Visto che GoFundMe è un’azienda, quindi, è lecito chiedersi dove paghi le tasse. L’unica risposta chiara sembra essere: non in Italia. Tra le condizioni di servizio nel sito in italiano si legge che “Se sei un Utente che si trova al di fuori degli Stati Uniti ma non in Australia, il tuo contratto è con GoFundMe Ireland, Ltd., 70 Sir John Rogersons Quay, Dublin”, cioè in Irlanda, lo Stato in cui tutte le multinazionali cercano di far confluire i propri ricavi per tenerli al riparo dal fisco più esigente degli altri Paesi Ue.

Come tutte le piattaforme on line, poi, GoFundMe ha un business collaterale: l’acquisizione di preziosi dati personali. Se donate a GoFundMe, la piattaforma poi saprà praticamente tutto di voi, e se condividete la campagna via Facebook, per esempio, poi Facebook sarà autorizzata a fornire tutte le vostre informazioni (dal nome, alle foto profilo) alla piattaforma.

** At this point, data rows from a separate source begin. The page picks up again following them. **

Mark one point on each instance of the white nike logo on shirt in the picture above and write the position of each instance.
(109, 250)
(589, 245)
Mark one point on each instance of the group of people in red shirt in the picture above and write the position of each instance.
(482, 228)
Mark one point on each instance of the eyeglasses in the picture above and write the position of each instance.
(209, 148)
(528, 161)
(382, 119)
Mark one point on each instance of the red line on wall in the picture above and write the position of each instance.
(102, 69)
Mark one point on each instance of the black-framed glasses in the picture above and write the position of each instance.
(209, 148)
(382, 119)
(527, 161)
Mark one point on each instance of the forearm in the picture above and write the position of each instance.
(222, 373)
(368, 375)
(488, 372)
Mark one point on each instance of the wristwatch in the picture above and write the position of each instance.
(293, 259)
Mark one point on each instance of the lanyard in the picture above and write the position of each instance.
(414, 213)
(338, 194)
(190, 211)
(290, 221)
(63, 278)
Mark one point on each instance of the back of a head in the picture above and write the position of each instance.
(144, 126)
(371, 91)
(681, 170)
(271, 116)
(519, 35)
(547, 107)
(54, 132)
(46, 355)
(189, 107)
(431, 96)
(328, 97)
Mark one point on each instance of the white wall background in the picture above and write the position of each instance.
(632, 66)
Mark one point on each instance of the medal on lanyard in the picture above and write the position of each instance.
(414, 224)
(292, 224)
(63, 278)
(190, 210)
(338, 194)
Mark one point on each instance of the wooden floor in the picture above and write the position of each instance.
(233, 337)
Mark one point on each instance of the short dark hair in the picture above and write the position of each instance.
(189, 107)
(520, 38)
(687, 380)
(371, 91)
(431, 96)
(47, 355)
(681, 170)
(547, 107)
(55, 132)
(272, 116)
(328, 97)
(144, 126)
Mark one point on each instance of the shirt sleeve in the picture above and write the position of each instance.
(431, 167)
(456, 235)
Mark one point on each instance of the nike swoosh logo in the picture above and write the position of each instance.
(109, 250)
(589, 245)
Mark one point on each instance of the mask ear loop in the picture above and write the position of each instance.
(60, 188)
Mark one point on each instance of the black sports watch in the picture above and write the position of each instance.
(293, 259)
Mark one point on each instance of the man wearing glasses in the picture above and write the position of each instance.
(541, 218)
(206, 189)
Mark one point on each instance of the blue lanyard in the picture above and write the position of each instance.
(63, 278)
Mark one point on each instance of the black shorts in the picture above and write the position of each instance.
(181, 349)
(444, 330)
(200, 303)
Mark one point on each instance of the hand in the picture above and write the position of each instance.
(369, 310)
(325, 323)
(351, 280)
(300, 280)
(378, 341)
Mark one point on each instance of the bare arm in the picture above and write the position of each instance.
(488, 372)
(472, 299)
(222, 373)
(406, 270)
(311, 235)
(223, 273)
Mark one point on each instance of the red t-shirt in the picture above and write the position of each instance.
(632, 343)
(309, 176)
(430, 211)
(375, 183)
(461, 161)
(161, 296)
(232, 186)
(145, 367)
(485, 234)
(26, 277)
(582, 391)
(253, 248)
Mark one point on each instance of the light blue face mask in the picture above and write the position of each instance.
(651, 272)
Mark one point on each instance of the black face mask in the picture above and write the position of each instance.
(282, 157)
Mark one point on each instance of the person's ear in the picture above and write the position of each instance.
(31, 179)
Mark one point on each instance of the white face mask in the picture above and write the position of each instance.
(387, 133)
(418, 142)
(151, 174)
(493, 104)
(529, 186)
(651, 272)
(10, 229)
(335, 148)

GoFundMe diventa proprietaria anche di tutti dati anche di quei donatori che aderiscono a campagne di enti non-profit lanciate sulla sua piattaforma. Sono dati preziosi, perché includono informazioni personali, rivelano la disponibilità economica, permettono di risalire a preferenze politiche o di consumo, e GoFundMe potrà usarli per fare praticamente tutto, incluso “rispondere alle richieste delle forze dell’ordine” e “sviluppare nuovi servizi”. E i limiti sono davvero pochi: “Potremmo di tanto in tanto anche inviare promemoria o messaggi correlati a te e, per tuo conto, a terzi, nel caso in cui sia ritenuto lecito dalla legge”.

In questo momento infrastrutture come GoFundMe sono preziose per sostenere chi combatte in prima linea il virus. Ma non è detto che tra i tanti costi da sostenere in questa emergenza vadano inclusi i profitti da garantire alla start up californiana e ai fondi che la controllano.